The most likely outcome of COP26 will be meetings and new targets and pledges.  We will all then go back to our daily routines of talking and meeting.   But if we truly want to reach the stated climate goals, the time for talk is over – it is now the time to do, and do more than we ever have before.   As Elvis Presley sang so many years ago – A little less conversation, a little more action.

For a little Elvis press play!

So far in 2021 two new countries have started producing nuclear energy for the first time.  The UAE has put the first unit of its 4-unit Barakah plant into service with the second one following close behind.  In Belarus, it is the same story, as the first unit of the Ostrovets station entered service and the second is going through its start up. 

We know that the countries that have the lowest carbon emissions rely on either hydro or nuclear power (or both) as the backbone of their electricity systems.  And these countries have achieved this low carbon footprint in reasonable time frames.   So, a country like the UAE who has almost 100% fossil fuelled electricity will quickly decarbonize as the four-unit Barakah plant comes into service at which time nuclear will be 25% of their mix.  Their further investments in renewables will help them meet their carbon targets. 

Often when considering the future of nuclear power, the case of Germany comes up.  Here we have a high-tech industrialized country who has decided to not only meet its climate goals without nuclear power but has put phasing it out as a higher priority than reducing emissions.  This is often given as the example to demonstrate that nuclear has no future in a clean energy world.  

Nothing could be more wrong.
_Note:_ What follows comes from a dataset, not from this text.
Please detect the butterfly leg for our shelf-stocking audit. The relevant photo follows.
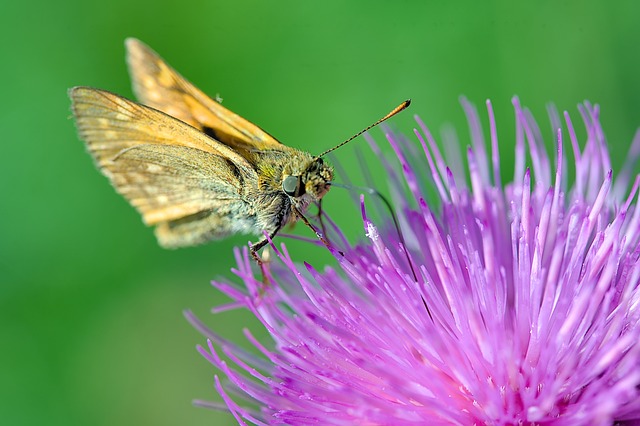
[318,198,329,241]
[292,207,344,256]
[249,230,278,286]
These decisions tend to be purely for ideological reasons.  Germany who has invested heavily in renewables while at the same time phasing out nuclear power has struggled to meet its carbon objectives.  Belgium announced it would build new gas plants to replace its nuclear fleet given its commitment to a nuclear phase out.  Frankly, these countries have every right to meet their carbon targets as they see fit.  But if they are so certain that renewables can do it alone, then they should just do it and remove nuclear when it is no longer needed.  But this is not the case.  Each of these countries has had to rely more on fossil fuel when nuclear is removed from their systems even as they invest heavily in new renewables.

Given the urgency of decarbonizing the world, the solution is clear.  Countries that rely on fossil fuel for their energy should pursue both hydro and nuclear for their baseload needs and supplement with renewables to fully decarbonize their systems.  Unfortunately, hydro is limited by geography but nuclear can be implemented almost anywhere.  This means nuclear is an important option and countries planning to decarbonize are taking note.

According to the IAEA there are up to 30 countries looking into nuclear power for the first time.

The World Nuclear Association (WNA) has just this month updated it biannual Nuclear Fuel Report.  In this report the industry surveys companies around the globe to develop its scenarios.  This year’s update sees an expansion of the market with new countries embarking down the path of deploying nuclear power.  In the reference scenario there are 9 new countries including Bangladesh, Egypt, Ghana, Indonesia, Kenya, Poland, Saudi Arabia, Turkey and Uzbekistan.  Of these countries, Bangladesh, Egypt and Turkey have their first plants under construction.  The Upper Scenario adds an additional 7 countries:  Chile, Jordan, Kazakhstan, Nigeria, Philippines, Thailand and Vietnam.  And there are others who are starting to consider nuclear for their future.

All of these projections do not take into consideration the increased demand on energy systems as the goal becomes net zero carbon emissions.  Once those pledged to meet net zero by 2050 start to develop their plans, and with the new nuclear options such as SMRs entering the market, we expect to see many more countries taking a hard look at implementing nuclear as part of their future energy systems.

So, for those countries that are truly committed to decarbonizing their energy systems and want to deploy nuclear as part of their solution – welcome to the nuclear family – you are on the path to abundant, reliable, and economic low carbon energy.